LOS MILITARES
AL salir a la calle formaron un grupo Calvo de Rozas, Aviraneta, Tilly, Mansilla, el capitán Del Brío, Gamboa, Gamundi, que había dormido sus libaciones de casa de la Bibiana, y otros oficiales vestidos de paisano.
—Aviraneta —dijo Gamboa—, ¿quiere usted venir al café de Levante, de la Puerta del Sol?
Unos cuantos amigos tenemos que hablarle.
—Vamos todos.
—Pero no así; en grupo llamaremos la atención. Calvo de Rozas se despidió de Aviraneta diciéndole:
—No se comprometa usted a nada.
—No tenga usted cuidado.
Tilly, Aviraneta y Gamundi entraron en el café de Levante, ya vacío y sin público; llegaron Gamboa, Del Brío y otros jóvenes oficiales vestidos de paisano. Hubo apretones de manos y signos masónicos de reconocimiento. Se sentaron todos y Gamboa dijo a uno de estos oficiales:
—Habla tú.
El indicado era un muchacho apellidado Urbina, hijo del marqués de Aravaca, teniente de Artillería.
—Señor Aviraneta —dijo Urbina—. Nos ha parecido muy bien el discurso de usted en la reunión y estamos identificados con sus ideas. Contamos con muchos oficiales de los mismos sentimientos que nosotros; tenemos de nuestra parte a los sargentos y soldados del regimiento de la Guardia Real. Denos usted su plan revolucionario y lo realizamos mañana mismo. Prendemos a Cea Bermúdez y a todo el Ministerio; si es indispensable los fusilamos y damos un cambio completo a España.
—¿Qué garantías necesitarían ustedes? —preguntó Aviraneta.
—Por de pronto la lista completa del nuevo Gobierno que asuma la responsabilidad del movimiento.
—Eso tengo que consultarlo.
—Consúltelo usted con sus amigos cuanto antes.
—Lo haré así.
—¿Cuándo nos dará usted la contestación? —preguntó Urbina.
—Mañana al mediodía.
—¿En dónde?
—En el Café de Venecia.
—Está bien.
Se habló poco, porque iban a cerrar el café. Salieron todos a la acera de la Puerta del Sol, donde siguieron charlando. Dos o tres se despidieron y se fueron. El grupo seguía en la acera cuando Gamundi y otro joven volvieron corriendo hacia el café.
—¿Qué pasa? —les preguntó Aviraneta.
—Que hemos encontrado a Nebot, el agente de policía de la Isabelina, a la entrada de la calle del Arenal. Nos ha dicho que hace una hora ha pasado Cea Bermúdez a palacio en coche y que debe volver dentro de poco. ¿No le parece a usted una magnífica ocasión para echarle el guante?
—Sí. Magnífica.
Se le dijo a Urbina y a los demás lo que pasaba, y les pareció la ocasión de perlas.

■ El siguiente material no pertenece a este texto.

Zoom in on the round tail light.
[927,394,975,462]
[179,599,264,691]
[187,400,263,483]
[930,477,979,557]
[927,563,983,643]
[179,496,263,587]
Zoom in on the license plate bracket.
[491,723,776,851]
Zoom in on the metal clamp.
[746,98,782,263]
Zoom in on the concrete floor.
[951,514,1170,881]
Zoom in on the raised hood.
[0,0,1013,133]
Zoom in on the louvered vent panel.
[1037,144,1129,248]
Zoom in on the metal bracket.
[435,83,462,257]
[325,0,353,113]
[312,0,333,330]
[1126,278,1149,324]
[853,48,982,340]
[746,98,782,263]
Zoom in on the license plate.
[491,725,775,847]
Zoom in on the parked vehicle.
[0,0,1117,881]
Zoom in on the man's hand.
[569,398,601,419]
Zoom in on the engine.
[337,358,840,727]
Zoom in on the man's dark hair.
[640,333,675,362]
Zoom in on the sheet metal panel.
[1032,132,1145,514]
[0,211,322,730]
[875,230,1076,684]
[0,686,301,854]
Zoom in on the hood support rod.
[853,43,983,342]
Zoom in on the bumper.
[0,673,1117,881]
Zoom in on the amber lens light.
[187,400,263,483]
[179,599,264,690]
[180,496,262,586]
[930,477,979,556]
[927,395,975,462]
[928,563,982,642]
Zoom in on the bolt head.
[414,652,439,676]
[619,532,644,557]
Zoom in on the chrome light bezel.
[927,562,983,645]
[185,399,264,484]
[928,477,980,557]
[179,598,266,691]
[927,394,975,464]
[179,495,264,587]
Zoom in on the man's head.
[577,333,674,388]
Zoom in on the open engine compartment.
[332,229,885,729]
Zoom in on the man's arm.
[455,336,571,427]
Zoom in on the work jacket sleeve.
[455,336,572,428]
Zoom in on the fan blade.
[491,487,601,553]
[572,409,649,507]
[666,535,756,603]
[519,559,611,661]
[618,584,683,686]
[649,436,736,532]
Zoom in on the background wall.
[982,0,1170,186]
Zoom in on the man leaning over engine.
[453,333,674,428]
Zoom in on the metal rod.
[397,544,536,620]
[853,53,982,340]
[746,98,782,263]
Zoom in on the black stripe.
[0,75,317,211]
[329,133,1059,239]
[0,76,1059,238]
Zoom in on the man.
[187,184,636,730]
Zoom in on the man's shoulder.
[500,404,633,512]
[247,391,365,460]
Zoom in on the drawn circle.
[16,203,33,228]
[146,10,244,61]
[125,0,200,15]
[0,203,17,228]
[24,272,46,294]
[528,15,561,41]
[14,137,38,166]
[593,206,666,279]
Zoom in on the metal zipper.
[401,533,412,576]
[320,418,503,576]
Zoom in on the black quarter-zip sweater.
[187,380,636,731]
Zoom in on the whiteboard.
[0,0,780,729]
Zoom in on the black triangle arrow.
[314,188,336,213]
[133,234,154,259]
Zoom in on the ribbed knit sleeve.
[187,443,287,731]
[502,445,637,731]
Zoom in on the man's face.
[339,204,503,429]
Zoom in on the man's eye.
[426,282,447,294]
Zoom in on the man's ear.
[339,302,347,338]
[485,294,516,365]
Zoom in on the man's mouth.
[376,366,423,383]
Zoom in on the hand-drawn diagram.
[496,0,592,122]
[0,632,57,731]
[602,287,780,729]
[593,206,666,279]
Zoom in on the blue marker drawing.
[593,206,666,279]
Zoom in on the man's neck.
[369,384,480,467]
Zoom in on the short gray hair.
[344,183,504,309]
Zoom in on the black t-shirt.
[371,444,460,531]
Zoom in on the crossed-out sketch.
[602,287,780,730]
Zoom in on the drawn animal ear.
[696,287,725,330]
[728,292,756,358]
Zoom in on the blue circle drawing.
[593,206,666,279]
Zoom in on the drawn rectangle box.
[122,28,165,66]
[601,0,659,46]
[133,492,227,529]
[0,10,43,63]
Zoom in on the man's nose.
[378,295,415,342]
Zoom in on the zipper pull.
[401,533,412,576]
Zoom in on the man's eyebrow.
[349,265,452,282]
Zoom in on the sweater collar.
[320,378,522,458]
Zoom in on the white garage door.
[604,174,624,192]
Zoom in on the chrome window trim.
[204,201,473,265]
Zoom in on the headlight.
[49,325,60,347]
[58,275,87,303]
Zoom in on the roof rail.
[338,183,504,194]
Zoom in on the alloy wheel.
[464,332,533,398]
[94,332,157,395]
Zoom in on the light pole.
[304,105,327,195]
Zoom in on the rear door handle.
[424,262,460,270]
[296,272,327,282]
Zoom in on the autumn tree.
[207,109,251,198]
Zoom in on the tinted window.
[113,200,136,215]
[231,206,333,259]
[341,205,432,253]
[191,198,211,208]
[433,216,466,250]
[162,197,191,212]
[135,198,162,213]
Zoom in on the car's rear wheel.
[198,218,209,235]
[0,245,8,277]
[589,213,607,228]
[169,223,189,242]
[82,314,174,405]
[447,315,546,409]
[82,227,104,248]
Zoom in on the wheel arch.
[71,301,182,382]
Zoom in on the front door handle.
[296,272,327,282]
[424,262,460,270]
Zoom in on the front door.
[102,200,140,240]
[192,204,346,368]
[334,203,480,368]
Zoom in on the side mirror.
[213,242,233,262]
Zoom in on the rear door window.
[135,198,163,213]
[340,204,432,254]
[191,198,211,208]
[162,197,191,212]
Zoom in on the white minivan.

—¡Hala! —exclamó Aviraneta—. Cuántos somos, ¿nueve? Vamos cuatro por aquella acera y cuatro por esta; nos pondremos enfrente de la casa donde hemos estado. Uno que vaya ahora mismo y que se ponga delante de la plaza de Celenque. Vaya usted, Gamundi. En el momento que pase el coche grita usted: ¡Sereno!
—Muy bien.
Y Gamundi desapareció embozado en la capa.
—Los que tengan bastón que se planten en medio y peguen a los caballos hasta parar el coche —exclamó Aviraneta—. ¿Hay algo que decir?
—Nada.
—Entonces, en marcha.
Fueron los dos grupos hacia la calle del Arenal. Al llegar a la esquina oyeron el ruido de un coche que venía de prisa por la calle Mayor. Aviraneta y Tilly volvieron hacia él corriendo. El cochero, al ver que se acercaban dos hombres, azotó los caballos y el coche pasó como una exhalación.
—Ha cambiado de camino.
Cea Bermúdez se les escapaba.
Se avisó a los dos grupos y la gente se marchó cada cual a su casa.